Adventures in Mexico #12 – Hummingbird Feeding Frenzy

Hummingbirds in a feeding frenzy


By Malcolm Callister

Our neighbors at the LaPenita RV Park, on Mexico’s Pacific coast where Karol and Jack of Port Perry, Ontario, Canada.  I was introduced to, Karol and told of her Hummingbirds during a park hosted Taco and Margarita night.    Karol told me, “we feed about thirty Hummingbirds at a time behind our 5th Wheel every morning at about 6:30 a.m. It is a feeding frenzy. The birds feed side by side no fighting, seeming to understand that if they wait their turn there is enough food for all.”

I was invited by Karol for coffee the next morning to experience the feeding frenzy.

The View of The Pacific Ocean

The bird feeders are on the patio at the rear of Karol and Jack’s 5th Wheel.  As you step onto the patio you freeze, held motionless, spellbound by the sight of the Pacific Ocean.  The Jaltemba Bay, crescent moon shaped tropical beach, with its tall palms swaying in the breeze.

It is 6:30 a.m. The sun is rising over the mountains behind you.  The sun’s clear early morning tropical sunlight reflects off the white wave caps and surf.   The Pacific waves roar and crash onto the golden sand beach.

You stand for a minute breathing in, tasting, smelling the salt air.  Hearing the pounding surf. The panoramic view of the blue ocean stretching to the horizon.  A small fishing boat, a white dot in the distance.  It is only then that you become aware of the buzzing.  The Humming birds are returning.  Your arrival disturbed them.  But now, they are back.

Their Wings, Just A Blur

The sound appears continuous, the action non-stop.  Their wings just a blur to the human eye.  You feel the breeze from their wings on your face.

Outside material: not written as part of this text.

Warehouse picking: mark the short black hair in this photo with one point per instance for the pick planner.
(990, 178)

They stop, appearing to hang in the air, tails flared, waiting their turn on the feeders.  When feeder space becomes available, they dive in at an incredible speed. You can see their long tongues reaching out for syrup. They are unbelievable acrobats.

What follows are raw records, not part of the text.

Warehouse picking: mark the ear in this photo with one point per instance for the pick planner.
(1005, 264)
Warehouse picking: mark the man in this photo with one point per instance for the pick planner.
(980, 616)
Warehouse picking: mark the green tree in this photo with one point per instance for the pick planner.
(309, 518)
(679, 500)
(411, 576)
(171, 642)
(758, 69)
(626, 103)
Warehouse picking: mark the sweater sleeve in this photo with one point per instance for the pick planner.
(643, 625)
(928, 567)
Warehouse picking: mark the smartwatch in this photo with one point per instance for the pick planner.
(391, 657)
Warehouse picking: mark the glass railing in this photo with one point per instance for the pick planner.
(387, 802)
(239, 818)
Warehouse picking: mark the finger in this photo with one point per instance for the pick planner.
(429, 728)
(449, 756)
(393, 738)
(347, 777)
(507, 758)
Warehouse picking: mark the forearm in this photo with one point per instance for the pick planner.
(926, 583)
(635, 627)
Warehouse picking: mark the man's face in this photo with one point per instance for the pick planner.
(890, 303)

The other birds are all about you, watching, waiting their turn.  There are about thirty of these small colorful birds at any one time moving at speed past your head, arriving and leaving the feeders.  Several different species clearly identifiable with their own unique markings.

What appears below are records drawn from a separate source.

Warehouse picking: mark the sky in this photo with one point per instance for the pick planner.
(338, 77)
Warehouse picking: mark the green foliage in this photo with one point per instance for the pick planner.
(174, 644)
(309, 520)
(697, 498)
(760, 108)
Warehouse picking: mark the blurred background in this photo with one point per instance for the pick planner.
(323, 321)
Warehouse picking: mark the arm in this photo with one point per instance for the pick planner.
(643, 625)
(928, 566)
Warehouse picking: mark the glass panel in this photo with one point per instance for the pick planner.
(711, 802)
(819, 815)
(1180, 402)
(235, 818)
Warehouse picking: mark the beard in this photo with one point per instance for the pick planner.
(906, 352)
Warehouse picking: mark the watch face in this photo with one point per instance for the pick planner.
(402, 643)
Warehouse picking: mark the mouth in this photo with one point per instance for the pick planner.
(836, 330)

Suddenly the Feeding Frenzy is Over

Suddenly it is Over.  The end of the feeding frenzy is marked by the arrival of bigger birds.  The big orange and black Orio’s want their turn at the feeders, and they don’t share.

Jack then told me, “the humming birds blend back into the surrounding forest coming back to the feeder in smaller numbers during the day.  But it will be 6:30 a.m. tomorrow before we see a display like the one you have just witnessed.”